EVACUACION POR BOMBA
El edificio fue evacuado inmediatamente, pero tras el rastreo se determinó que era falsa alarma.Pamela Vera Concha

La jueza Marcela Ortega, de la Unidad Judicial Valdivia (sur de Guayaquil), deberá agendar nuevamente la audiencia de revisión de medidas cautelares que estaba prevista, esta mañana, para 16 de los procesados en el denominado caso Emperador, que implica al expresidente del Consejo de Participación Ciudadana y Control Social (CPCCS), José Carlos Tuárez.

La diligencia se suspendió inesperadamente ante una amenaza de bomba que recibió uno de los funcionarios de la Unidad, lo que hizo evacuar todo el edificio para que ingresen los expertos en explosivos del Grupo de Intervención y Rescate (GIR).

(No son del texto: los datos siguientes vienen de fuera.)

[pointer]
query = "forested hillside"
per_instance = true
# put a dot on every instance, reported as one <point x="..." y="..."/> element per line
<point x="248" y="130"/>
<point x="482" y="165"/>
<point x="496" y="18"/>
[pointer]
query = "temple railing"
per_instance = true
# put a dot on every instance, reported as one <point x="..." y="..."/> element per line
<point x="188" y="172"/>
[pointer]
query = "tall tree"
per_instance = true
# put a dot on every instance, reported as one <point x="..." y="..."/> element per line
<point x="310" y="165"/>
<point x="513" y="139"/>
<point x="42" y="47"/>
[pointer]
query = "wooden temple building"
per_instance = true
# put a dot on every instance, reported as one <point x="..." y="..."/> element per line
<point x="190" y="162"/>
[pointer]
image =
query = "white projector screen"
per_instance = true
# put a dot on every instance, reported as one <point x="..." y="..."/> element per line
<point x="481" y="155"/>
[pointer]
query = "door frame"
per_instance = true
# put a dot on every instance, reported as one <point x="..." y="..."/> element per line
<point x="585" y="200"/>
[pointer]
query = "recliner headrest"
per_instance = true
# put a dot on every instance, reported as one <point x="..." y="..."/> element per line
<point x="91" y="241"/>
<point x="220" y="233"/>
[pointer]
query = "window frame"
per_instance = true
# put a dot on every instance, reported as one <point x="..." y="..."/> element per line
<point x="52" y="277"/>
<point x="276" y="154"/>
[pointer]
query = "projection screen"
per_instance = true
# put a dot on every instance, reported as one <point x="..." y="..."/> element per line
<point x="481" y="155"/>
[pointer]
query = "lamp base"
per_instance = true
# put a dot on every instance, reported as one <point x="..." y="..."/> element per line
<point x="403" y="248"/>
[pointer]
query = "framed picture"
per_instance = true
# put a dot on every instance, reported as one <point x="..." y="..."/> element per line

El gobernador del Guayas, Pedro Pablo Duart, informó en su cuenta de Twitter que se trató de una falsa alarma. El “escuadrón antibombas de la Policía del Ecuador realizó los operativos pertinentes y determinó que no hubo bomba en Complejo Judicial Valdivia. Se registró el sitio y evacuó oportunamente al personal que se encontraba laborando en el lugar”.

La autoridad provincial añadió que “se presume que esta amenaza estaría vinculada a la audiencia de Carlos Tuárez. Se ha dispuesto la investigación respectiva para dar con quienes estén detrás de esta amenaza”.

De momento se desconoce la nueva fecha para revisar la prisión preventiva que pesa en contra de los procesados que han solicitado el cambio de la medida; entre ellos, Renata Jalkh Roben, hermana del expresidente del Consejo de la Judicatura, Gustavo Jalkh.

Un total de 32 personas fueron procesadas en el caso, por el presunto delito de asociación ilícita por tráfico de influencias en instituciones públicas. Los investigados habrían sido parte de una supuesta red delictiva que ofrecía cargos públicos a cambio de altas cantidades de dinero, como la Dirección General de Aviación Civil (DGAC) por cuyo puesto se pedía cuatro millones de dólares.